Par le truchement de communiqués diffusés sur leurs pages Facebook respectives ce mardi 23 décembre, Zita Oligui Nguema et sa Fondation Ma Bannière ont fermement condamné la mort brutale du jeune Cameron Loko, survenue lundi 22 décembre dans le quartier Nzeng-Ayong, sixième arrondissement de Libreville. Un décès qui cristallise l’exaspération grandissante d’une population meurtrie, lassée de voir des parents plongés dans un chagrin inconsolable.
Dans un message empreint d’affliction, la Première dame n’a pas caché son accablement : « La mort du petit Loko Pascal Cameron, âgé de 13 ans, nous bouleverse profondément », a-t-elle confié, avant d’ajouter : « En cette période de Noël, une famille gabonaise est plongée dans une douleur immense. Comme mère et comme citoyenne, je ressens cette peine avec gravité et compassion. »
Zita Oligui Nguema a martelé l’inacceptable : « Aucun enfant ne devrait connaître une telle fin. Les enfants sont ce que notre nation a de plus précieux.

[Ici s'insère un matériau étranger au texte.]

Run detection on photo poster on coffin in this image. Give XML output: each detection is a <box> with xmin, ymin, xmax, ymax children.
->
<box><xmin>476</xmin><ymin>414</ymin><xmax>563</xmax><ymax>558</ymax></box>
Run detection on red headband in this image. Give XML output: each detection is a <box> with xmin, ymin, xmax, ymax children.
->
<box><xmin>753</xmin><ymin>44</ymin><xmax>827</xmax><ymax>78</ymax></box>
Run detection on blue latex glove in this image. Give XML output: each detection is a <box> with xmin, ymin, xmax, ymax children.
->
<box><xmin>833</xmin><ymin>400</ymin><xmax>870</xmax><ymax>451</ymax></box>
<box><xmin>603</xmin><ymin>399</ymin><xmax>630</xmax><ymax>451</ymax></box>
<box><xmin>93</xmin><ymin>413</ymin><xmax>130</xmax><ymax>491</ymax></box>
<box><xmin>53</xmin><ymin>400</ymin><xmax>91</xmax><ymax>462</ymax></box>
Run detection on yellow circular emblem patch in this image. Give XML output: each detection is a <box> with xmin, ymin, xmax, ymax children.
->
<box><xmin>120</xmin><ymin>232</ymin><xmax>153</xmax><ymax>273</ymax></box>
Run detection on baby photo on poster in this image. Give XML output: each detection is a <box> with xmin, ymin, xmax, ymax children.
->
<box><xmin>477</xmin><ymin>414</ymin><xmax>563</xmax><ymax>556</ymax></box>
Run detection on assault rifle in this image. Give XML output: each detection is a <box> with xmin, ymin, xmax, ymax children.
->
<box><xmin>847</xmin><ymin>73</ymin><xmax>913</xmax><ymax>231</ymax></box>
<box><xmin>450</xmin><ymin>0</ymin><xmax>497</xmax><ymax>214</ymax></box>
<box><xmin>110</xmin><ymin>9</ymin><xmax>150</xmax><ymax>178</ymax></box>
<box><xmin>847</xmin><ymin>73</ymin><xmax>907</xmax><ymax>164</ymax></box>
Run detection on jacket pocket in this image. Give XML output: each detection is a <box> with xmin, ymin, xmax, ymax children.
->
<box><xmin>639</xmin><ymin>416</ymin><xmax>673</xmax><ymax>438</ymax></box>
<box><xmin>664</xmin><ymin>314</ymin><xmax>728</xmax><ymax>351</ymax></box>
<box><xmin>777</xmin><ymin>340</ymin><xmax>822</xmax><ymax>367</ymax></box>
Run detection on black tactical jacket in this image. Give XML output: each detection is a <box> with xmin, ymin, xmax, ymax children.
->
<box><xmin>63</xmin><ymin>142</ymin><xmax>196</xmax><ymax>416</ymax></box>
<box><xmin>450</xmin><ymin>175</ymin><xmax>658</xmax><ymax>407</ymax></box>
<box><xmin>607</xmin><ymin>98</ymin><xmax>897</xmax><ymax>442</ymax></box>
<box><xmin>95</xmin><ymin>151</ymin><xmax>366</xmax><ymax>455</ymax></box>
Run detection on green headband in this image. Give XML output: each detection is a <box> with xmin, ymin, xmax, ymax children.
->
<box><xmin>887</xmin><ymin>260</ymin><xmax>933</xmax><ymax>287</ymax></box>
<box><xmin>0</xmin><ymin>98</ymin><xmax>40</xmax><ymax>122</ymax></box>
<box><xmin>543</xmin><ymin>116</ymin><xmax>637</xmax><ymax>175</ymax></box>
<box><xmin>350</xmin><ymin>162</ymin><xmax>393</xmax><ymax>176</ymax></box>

Les atteindre, c’est frapper toute la communauté. »
Appelant à une mobilisation collective, elle a insisté sur l’impératif de sauvegarder l’enfance gabonaise : « La protection de nos enfants est une responsabilité collective. Elle ne peut souffrir d’aucune complaisance. Elle n’est pas négociable. »
La Première dame qui est également une mère de famille a adressé ses condoléances les plus sincères à la famille éprouvée : « À la famille de Cameron, j’adresse mes condoléances les plus sincères. Que Dieu vous fortifie. »
Ce drame ravive le débat sur la sécurité des mineurs au Gabon et interpelle les autorités sur l’urgence de mesures concrètes pour endiguer ces tragédies à répétition.